お得意のニューウェイヴやエレポップといった主要素をさらにゴージャスな煌きに磨き上げる。インダストリアルやポジパン、デジロックも加味しみながら激しく優雅に聴き手を揺さぶります。なかにはTM NETWORKリスペクトな楽曲もあったりするし、EDMに対しての挑戦的な想いもあったのかもしれません。

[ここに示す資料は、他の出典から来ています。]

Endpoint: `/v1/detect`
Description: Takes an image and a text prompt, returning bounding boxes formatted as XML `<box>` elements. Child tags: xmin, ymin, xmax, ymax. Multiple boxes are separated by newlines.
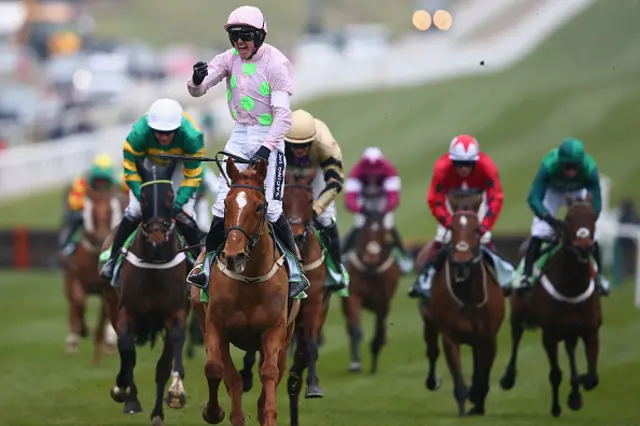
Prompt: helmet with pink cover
<box><xmin>361</xmin><ymin>146</ymin><xmax>384</xmax><ymax>175</ymax></box>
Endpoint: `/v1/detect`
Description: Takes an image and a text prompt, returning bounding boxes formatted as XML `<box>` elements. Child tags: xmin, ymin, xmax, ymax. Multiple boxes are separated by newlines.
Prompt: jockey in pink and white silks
<box><xmin>343</xmin><ymin>147</ymin><xmax>413</xmax><ymax>274</ymax></box>
<box><xmin>187</xmin><ymin>6</ymin><xmax>308</xmax><ymax>297</ymax></box>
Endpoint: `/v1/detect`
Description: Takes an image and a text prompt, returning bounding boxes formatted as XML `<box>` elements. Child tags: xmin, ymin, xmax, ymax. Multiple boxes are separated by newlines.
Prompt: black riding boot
<box><xmin>185</xmin><ymin>216</ymin><xmax>225</xmax><ymax>287</ymax></box>
<box><xmin>272</xmin><ymin>214</ymin><xmax>309</xmax><ymax>299</ymax></box>
<box><xmin>516</xmin><ymin>237</ymin><xmax>542</xmax><ymax>293</ymax></box>
<box><xmin>58</xmin><ymin>211</ymin><xmax>82</xmax><ymax>250</ymax></box>
<box><xmin>100</xmin><ymin>216</ymin><xmax>139</xmax><ymax>281</ymax></box>
<box><xmin>322</xmin><ymin>222</ymin><xmax>345</xmax><ymax>290</ymax></box>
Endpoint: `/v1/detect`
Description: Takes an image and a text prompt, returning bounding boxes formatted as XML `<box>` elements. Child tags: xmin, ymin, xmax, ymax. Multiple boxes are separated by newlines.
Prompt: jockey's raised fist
<box><xmin>191</xmin><ymin>61</ymin><xmax>209</xmax><ymax>85</ymax></box>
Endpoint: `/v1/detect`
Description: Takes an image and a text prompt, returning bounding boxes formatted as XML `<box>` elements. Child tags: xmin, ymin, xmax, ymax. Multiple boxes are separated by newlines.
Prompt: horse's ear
<box><xmin>564</xmin><ymin>192</ymin><xmax>575</xmax><ymax>206</ymax></box>
<box><xmin>227</xmin><ymin>157</ymin><xmax>240</xmax><ymax>182</ymax></box>
<box><xmin>255</xmin><ymin>160</ymin><xmax>267</xmax><ymax>182</ymax></box>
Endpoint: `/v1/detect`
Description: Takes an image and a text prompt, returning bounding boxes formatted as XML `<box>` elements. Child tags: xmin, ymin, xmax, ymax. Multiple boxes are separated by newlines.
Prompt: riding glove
<box><xmin>249</xmin><ymin>145</ymin><xmax>271</xmax><ymax>166</ymax></box>
<box><xmin>191</xmin><ymin>61</ymin><xmax>209</xmax><ymax>86</ymax></box>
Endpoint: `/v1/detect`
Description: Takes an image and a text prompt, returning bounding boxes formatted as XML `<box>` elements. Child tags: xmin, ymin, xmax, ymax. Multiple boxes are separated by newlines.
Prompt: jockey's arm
<box><xmin>67</xmin><ymin>176</ymin><xmax>87</xmax><ymax>211</ymax></box>
<box><xmin>382</xmin><ymin>164</ymin><xmax>402</xmax><ymax>212</ymax></box>
<box><xmin>263</xmin><ymin>62</ymin><xmax>293</xmax><ymax>151</ymax></box>
<box><xmin>122</xmin><ymin>126</ymin><xmax>145</xmax><ymax>199</ymax></box>
<box><xmin>187</xmin><ymin>49</ymin><xmax>233</xmax><ymax>98</ymax></box>
<box><xmin>175</xmin><ymin>131</ymin><xmax>204</xmax><ymax>208</ymax></box>
<box><xmin>527</xmin><ymin>163</ymin><xmax>550</xmax><ymax>219</ymax></box>
<box><xmin>313</xmin><ymin>120</ymin><xmax>344</xmax><ymax>215</ymax></box>
<box><xmin>427</xmin><ymin>163</ymin><xmax>451</xmax><ymax>228</ymax></box>
<box><xmin>481</xmin><ymin>156</ymin><xmax>504</xmax><ymax>231</ymax></box>
<box><xmin>344</xmin><ymin>164</ymin><xmax>362</xmax><ymax>213</ymax></box>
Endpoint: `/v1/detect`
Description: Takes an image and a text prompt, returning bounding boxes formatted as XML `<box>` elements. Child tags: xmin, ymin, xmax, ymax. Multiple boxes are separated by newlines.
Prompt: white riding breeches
<box><xmin>311</xmin><ymin>167</ymin><xmax>337</xmax><ymax>227</ymax></box>
<box><xmin>211</xmin><ymin>123</ymin><xmax>287</xmax><ymax>222</ymax></box>
<box><xmin>531</xmin><ymin>188</ymin><xmax>598</xmax><ymax>240</ymax></box>
<box><xmin>124</xmin><ymin>190</ymin><xmax>196</xmax><ymax>220</ymax></box>
<box><xmin>353</xmin><ymin>212</ymin><xmax>395</xmax><ymax>230</ymax></box>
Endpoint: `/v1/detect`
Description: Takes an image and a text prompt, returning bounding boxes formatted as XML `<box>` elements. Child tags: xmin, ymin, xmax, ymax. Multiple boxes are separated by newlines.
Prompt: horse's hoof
<box><xmin>165</xmin><ymin>391</ymin><xmax>187</xmax><ymax>410</ymax></box>
<box><xmin>122</xmin><ymin>399</ymin><xmax>142</xmax><ymax>414</ymax></box>
<box><xmin>304</xmin><ymin>385</ymin><xmax>324</xmax><ymax>399</ymax></box>
<box><xmin>500</xmin><ymin>374</ymin><xmax>516</xmax><ymax>390</ymax></box>
<box><xmin>202</xmin><ymin>405</ymin><xmax>224</xmax><ymax>425</ymax></box>
<box><xmin>567</xmin><ymin>392</ymin><xmax>582</xmax><ymax>411</ymax></box>
<box><xmin>109</xmin><ymin>386</ymin><xmax>131</xmax><ymax>404</ymax></box>
<box><xmin>425</xmin><ymin>377</ymin><xmax>442</xmax><ymax>391</ymax></box>
<box><xmin>469</xmin><ymin>405</ymin><xmax>484</xmax><ymax>416</ymax></box>
<box><xmin>240</xmin><ymin>370</ymin><xmax>253</xmax><ymax>392</ymax></box>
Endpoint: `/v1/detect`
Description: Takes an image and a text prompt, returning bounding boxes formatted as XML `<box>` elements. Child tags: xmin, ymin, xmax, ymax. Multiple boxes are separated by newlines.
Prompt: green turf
<box><xmin>88</xmin><ymin>0</ymin><xmax>424</xmax><ymax>49</ymax></box>
<box><xmin>0</xmin><ymin>272</ymin><xmax>640</xmax><ymax>426</ymax></box>
<box><xmin>0</xmin><ymin>1</ymin><xmax>640</xmax><ymax>233</ymax></box>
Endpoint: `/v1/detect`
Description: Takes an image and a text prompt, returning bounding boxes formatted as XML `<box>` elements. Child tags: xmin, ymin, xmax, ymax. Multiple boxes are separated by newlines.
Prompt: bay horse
<box><xmin>500</xmin><ymin>194</ymin><xmax>602</xmax><ymax>417</ymax></box>
<box><xmin>107</xmin><ymin>161</ymin><xmax>189</xmax><ymax>426</ymax></box>
<box><xmin>283</xmin><ymin>174</ymin><xmax>331</xmax><ymax>426</ymax></box>
<box><xmin>62</xmin><ymin>187</ymin><xmax>124</xmax><ymax>365</ymax></box>
<box><xmin>342</xmin><ymin>198</ymin><xmax>402</xmax><ymax>373</ymax></box>
<box><xmin>420</xmin><ymin>190</ymin><xmax>505</xmax><ymax>416</ymax></box>
<box><xmin>202</xmin><ymin>157</ymin><xmax>300</xmax><ymax>426</ymax></box>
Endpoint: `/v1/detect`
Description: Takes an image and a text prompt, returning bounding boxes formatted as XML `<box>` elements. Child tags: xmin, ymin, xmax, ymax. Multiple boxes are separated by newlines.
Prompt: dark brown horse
<box><xmin>202</xmin><ymin>158</ymin><xmax>300</xmax><ymax>426</ymax></box>
<box><xmin>500</xmin><ymin>195</ymin><xmax>602</xmax><ymax>417</ymax></box>
<box><xmin>62</xmin><ymin>188</ymin><xmax>124</xmax><ymax>365</ymax></box>
<box><xmin>342</xmin><ymin>205</ymin><xmax>402</xmax><ymax>373</ymax></box>
<box><xmin>107</xmin><ymin>164</ymin><xmax>188</xmax><ymax>426</ymax></box>
<box><xmin>283</xmin><ymin>171</ymin><xmax>330</xmax><ymax>426</ymax></box>
<box><xmin>420</xmin><ymin>191</ymin><xmax>504</xmax><ymax>416</ymax></box>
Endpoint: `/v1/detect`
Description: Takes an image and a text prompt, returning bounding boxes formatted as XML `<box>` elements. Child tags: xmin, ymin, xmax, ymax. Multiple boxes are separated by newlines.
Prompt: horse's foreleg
<box><xmin>422</xmin><ymin>310</ymin><xmax>442</xmax><ymax>391</ymax></box>
<box><xmin>442</xmin><ymin>333</ymin><xmax>469</xmax><ymax>416</ymax></box>
<box><xmin>167</xmin><ymin>310</ymin><xmax>187</xmax><ymax>410</ymax></box>
<box><xmin>580</xmin><ymin>328</ymin><xmax>600</xmax><ymax>391</ymax></box>
<box><xmin>287</xmin><ymin>326</ymin><xmax>308</xmax><ymax>426</ymax></box>
<box><xmin>564</xmin><ymin>336</ymin><xmax>582</xmax><ymax>411</ymax></box>
<box><xmin>220</xmin><ymin>342</ymin><xmax>248</xmax><ymax>426</ymax></box>
<box><xmin>500</xmin><ymin>303</ymin><xmax>524</xmax><ymax>390</ymax></box>
<box><xmin>239</xmin><ymin>352</ymin><xmax>256</xmax><ymax>392</ymax></box>
<box><xmin>371</xmin><ymin>309</ymin><xmax>388</xmax><ymax>374</ymax></box>
<box><xmin>150</xmin><ymin>331</ymin><xmax>174</xmax><ymax>426</ymax></box>
<box><xmin>469</xmin><ymin>336</ymin><xmax>497</xmax><ymax>416</ymax></box>
<box><xmin>202</xmin><ymin>322</ymin><xmax>225</xmax><ymax>424</ymax></box>
<box><xmin>542</xmin><ymin>330</ymin><xmax>562</xmax><ymax>417</ymax></box>
<box><xmin>342</xmin><ymin>295</ymin><xmax>362</xmax><ymax>373</ymax></box>
<box><xmin>258</xmin><ymin>322</ymin><xmax>287</xmax><ymax>426</ymax></box>
<box><xmin>111</xmin><ymin>308</ymin><xmax>142</xmax><ymax>414</ymax></box>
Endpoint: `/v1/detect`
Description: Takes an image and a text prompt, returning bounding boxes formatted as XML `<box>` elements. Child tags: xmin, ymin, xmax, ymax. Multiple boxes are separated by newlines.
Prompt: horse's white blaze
<box><xmin>366</xmin><ymin>241</ymin><xmax>382</xmax><ymax>255</ymax></box>
<box><xmin>236</xmin><ymin>191</ymin><xmax>247</xmax><ymax>213</ymax></box>
<box><xmin>456</xmin><ymin>241</ymin><xmax>469</xmax><ymax>251</ymax></box>
<box><xmin>576</xmin><ymin>228</ymin><xmax>591</xmax><ymax>238</ymax></box>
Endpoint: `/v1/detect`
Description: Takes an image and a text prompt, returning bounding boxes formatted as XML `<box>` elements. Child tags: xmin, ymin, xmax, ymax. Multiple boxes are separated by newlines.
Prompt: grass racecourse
<box><xmin>0</xmin><ymin>0</ymin><xmax>640</xmax><ymax>426</ymax></box>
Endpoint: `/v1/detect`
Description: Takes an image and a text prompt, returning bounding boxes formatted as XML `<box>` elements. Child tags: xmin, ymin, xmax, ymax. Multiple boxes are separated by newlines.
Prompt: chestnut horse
<box><xmin>62</xmin><ymin>188</ymin><xmax>124</xmax><ymax>365</ymax></box>
<box><xmin>419</xmin><ymin>191</ymin><xmax>504</xmax><ymax>416</ymax></box>
<box><xmin>103</xmin><ymin>162</ymin><xmax>189</xmax><ymax>426</ymax></box>
<box><xmin>202</xmin><ymin>157</ymin><xmax>300</xmax><ymax>426</ymax></box>
<box><xmin>342</xmin><ymin>196</ymin><xmax>402</xmax><ymax>373</ymax></box>
<box><xmin>500</xmin><ymin>194</ymin><xmax>602</xmax><ymax>417</ymax></box>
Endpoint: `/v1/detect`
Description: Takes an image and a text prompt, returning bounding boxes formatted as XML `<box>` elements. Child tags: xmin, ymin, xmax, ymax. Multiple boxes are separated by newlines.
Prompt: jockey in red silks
<box><xmin>409</xmin><ymin>135</ymin><xmax>504</xmax><ymax>298</ymax></box>
<box><xmin>343</xmin><ymin>147</ymin><xmax>413</xmax><ymax>273</ymax></box>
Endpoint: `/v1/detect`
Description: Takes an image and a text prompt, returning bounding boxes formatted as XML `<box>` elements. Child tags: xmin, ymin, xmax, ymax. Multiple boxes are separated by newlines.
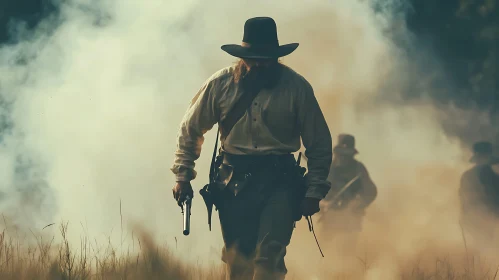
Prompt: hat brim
<box><xmin>221</xmin><ymin>43</ymin><xmax>299</xmax><ymax>59</ymax></box>
<box><xmin>470</xmin><ymin>154</ymin><xmax>499</xmax><ymax>164</ymax></box>
<box><xmin>333</xmin><ymin>146</ymin><xmax>359</xmax><ymax>155</ymax></box>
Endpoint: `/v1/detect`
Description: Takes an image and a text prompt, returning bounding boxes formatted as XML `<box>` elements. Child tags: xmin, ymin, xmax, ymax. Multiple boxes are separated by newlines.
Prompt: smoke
<box><xmin>0</xmin><ymin>0</ymin><xmax>498</xmax><ymax>279</ymax></box>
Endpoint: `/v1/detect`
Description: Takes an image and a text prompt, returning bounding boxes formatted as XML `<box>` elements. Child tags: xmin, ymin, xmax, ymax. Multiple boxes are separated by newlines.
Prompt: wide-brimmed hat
<box><xmin>333</xmin><ymin>134</ymin><xmax>359</xmax><ymax>155</ymax></box>
<box><xmin>221</xmin><ymin>17</ymin><xmax>298</xmax><ymax>59</ymax></box>
<box><xmin>470</xmin><ymin>141</ymin><xmax>499</xmax><ymax>163</ymax></box>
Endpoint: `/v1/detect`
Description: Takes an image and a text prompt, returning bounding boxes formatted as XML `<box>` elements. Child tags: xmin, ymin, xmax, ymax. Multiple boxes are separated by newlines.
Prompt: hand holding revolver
<box><xmin>301</xmin><ymin>197</ymin><xmax>320</xmax><ymax>217</ymax></box>
<box><xmin>173</xmin><ymin>182</ymin><xmax>194</xmax><ymax>207</ymax></box>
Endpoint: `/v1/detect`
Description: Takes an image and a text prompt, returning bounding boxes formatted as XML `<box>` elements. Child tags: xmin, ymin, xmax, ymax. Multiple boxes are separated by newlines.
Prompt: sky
<box><xmin>0</xmin><ymin>0</ymin><xmax>498</xmax><ymax>279</ymax></box>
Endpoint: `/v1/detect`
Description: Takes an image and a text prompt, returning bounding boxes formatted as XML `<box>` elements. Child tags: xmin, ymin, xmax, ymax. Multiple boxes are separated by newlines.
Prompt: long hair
<box><xmin>233</xmin><ymin>59</ymin><xmax>283</xmax><ymax>88</ymax></box>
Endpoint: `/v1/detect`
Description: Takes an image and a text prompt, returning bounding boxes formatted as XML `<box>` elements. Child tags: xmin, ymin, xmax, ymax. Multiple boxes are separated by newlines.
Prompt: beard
<box><xmin>236</xmin><ymin>61</ymin><xmax>283</xmax><ymax>90</ymax></box>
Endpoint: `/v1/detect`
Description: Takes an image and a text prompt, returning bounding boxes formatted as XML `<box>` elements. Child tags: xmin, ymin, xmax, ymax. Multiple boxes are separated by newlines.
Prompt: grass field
<box><xmin>0</xmin><ymin>221</ymin><xmax>499</xmax><ymax>280</ymax></box>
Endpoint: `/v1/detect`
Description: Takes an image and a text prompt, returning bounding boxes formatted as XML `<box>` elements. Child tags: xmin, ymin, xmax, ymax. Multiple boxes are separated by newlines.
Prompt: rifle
<box><xmin>182</xmin><ymin>196</ymin><xmax>192</xmax><ymax>235</ymax></box>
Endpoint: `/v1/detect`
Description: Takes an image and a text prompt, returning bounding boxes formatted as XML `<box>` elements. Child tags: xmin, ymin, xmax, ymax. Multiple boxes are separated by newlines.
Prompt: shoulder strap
<box><xmin>209</xmin><ymin>83</ymin><xmax>262</xmax><ymax>182</ymax></box>
<box><xmin>219</xmin><ymin>84</ymin><xmax>262</xmax><ymax>138</ymax></box>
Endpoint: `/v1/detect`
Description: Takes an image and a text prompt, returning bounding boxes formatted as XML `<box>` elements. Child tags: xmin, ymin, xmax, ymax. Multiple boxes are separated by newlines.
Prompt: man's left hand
<box><xmin>301</xmin><ymin>197</ymin><xmax>321</xmax><ymax>217</ymax></box>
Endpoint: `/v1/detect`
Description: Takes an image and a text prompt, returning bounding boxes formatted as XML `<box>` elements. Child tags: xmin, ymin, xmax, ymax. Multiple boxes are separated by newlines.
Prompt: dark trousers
<box><xmin>218</xmin><ymin>155</ymin><xmax>295</xmax><ymax>280</ymax></box>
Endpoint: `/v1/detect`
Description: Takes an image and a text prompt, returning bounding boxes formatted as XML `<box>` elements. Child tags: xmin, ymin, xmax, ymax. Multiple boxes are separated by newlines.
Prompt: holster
<box><xmin>291</xmin><ymin>163</ymin><xmax>307</xmax><ymax>222</ymax></box>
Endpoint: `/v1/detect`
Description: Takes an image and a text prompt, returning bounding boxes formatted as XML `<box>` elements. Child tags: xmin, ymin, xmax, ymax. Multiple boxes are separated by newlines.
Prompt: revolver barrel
<box><xmin>182</xmin><ymin>196</ymin><xmax>192</xmax><ymax>235</ymax></box>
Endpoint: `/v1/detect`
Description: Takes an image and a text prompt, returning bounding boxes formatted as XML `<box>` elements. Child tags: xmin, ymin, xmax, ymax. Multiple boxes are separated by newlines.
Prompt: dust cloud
<box><xmin>0</xmin><ymin>0</ymin><xmax>492</xmax><ymax>279</ymax></box>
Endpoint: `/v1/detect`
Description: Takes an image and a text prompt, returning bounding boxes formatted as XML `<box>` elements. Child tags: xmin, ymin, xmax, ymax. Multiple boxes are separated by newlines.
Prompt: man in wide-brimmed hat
<box><xmin>172</xmin><ymin>17</ymin><xmax>332</xmax><ymax>280</ymax></box>
<box><xmin>320</xmin><ymin>134</ymin><xmax>378</xmax><ymax>252</ymax></box>
<box><xmin>459</xmin><ymin>141</ymin><xmax>499</xmax><ymax>244</ymax></box>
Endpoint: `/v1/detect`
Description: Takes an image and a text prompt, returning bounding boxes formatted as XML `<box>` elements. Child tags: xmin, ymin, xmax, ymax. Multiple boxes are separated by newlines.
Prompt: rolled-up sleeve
<box><xmin>298</xmin><ymin>84</ymin><xmax>332</xmax><ymax>199</ymax></box>
<box><xmin>171</xmin><ymin>78</ymin><xmax>219</xmax><ymax>182</ymax></box>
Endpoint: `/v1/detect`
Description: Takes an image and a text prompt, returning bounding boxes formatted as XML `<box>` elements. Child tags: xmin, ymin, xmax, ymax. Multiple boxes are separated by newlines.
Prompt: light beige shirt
<box><xmin>171</xmin><ymin>66</ymin><xmax>332</xmax><ymax>199</ymax></box>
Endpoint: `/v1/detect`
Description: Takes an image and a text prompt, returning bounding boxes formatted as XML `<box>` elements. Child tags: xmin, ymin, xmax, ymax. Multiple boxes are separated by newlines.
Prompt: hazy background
<box><xmin>0</xmin><ymin>0</ymin><xmax>499</xmax><ymax>279</ymax></box>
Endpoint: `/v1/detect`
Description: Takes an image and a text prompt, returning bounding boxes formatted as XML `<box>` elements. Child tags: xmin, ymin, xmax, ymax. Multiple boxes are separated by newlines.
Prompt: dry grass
<box><xmin>0</xmin><ymin>223</ymin><xmax>223</xmax><ymax>280</ymax></box>
<box><xmin>0</xmin><ymin>223</ymin><xmax>499</xmax><ymax>280</ymax></box>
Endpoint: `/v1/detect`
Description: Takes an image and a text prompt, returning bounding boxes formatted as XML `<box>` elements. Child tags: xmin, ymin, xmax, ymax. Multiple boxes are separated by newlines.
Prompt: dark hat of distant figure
<box><xmin>470</xmin><ymin>141</ymin><xmax>494</xmax><ymax>162</ymax></box>
<box><xmin>221</xmin><ymin>17</ymin><xmax>298</xmax><ymax>59</ymax></box>
<box><xmin>333</xmin><ymin>134</ymin><xmax>359</xmax><ymax>155</ymax></box>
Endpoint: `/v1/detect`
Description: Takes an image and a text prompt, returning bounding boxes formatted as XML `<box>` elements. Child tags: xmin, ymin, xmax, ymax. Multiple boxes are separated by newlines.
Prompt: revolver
<box><xmin>182</xmin><ymin>196</ymin><xmax>192</xmax><ymax>235</ymax></box>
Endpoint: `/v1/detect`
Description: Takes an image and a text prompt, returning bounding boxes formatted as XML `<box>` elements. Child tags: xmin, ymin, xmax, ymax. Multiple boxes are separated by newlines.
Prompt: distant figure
<box><xmin>320</xmin><ymin>134</ymin><xmax>378</xmax><ymax>249</ymax></box>
<box><xmin>459</xmin><ymin>142</ymin><xmax>499</xmax><ymax>243</ymax></box>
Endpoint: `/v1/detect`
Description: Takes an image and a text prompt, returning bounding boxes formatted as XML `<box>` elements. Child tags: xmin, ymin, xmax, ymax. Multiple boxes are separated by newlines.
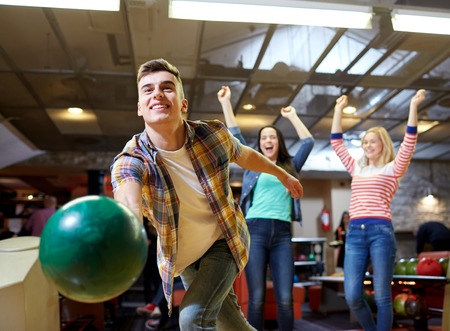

エッジの立ったギターやバキバキに効いた重低音が揺らすビートが、強烈過ぎて強烈過ぎて・・・。でも、当然ながらこのサウンドの中でも映える石井さんの歌声が、甘い響きを加えていく辺りが計算されています。ランニングタイムこそ短めですが、妖しくうねり回るクールな一撃#1「BLACK RUNWAY OF DEVILS」、らしさ全開の煌びやかな4つ打ちエレポップ#3「Mecca」、ある世代が狙い打ちされそうなグラマラス・ダンス・グルーヴィン#4「VAT-DANCE」など佳曲揃いで充実の内容。
海外セレブでも意識したのかのような謎に突出したファッションであったり、やたらと洒落乙なMVであったり、全てにおいて魅せるエンターテイメントに特化している点も大変良い。この才能が融合すれば、痛快な刺激と中毒性は当たり前。結局のところ、文句なくカッコよくてキュートなオジサンお兄さん達という結論。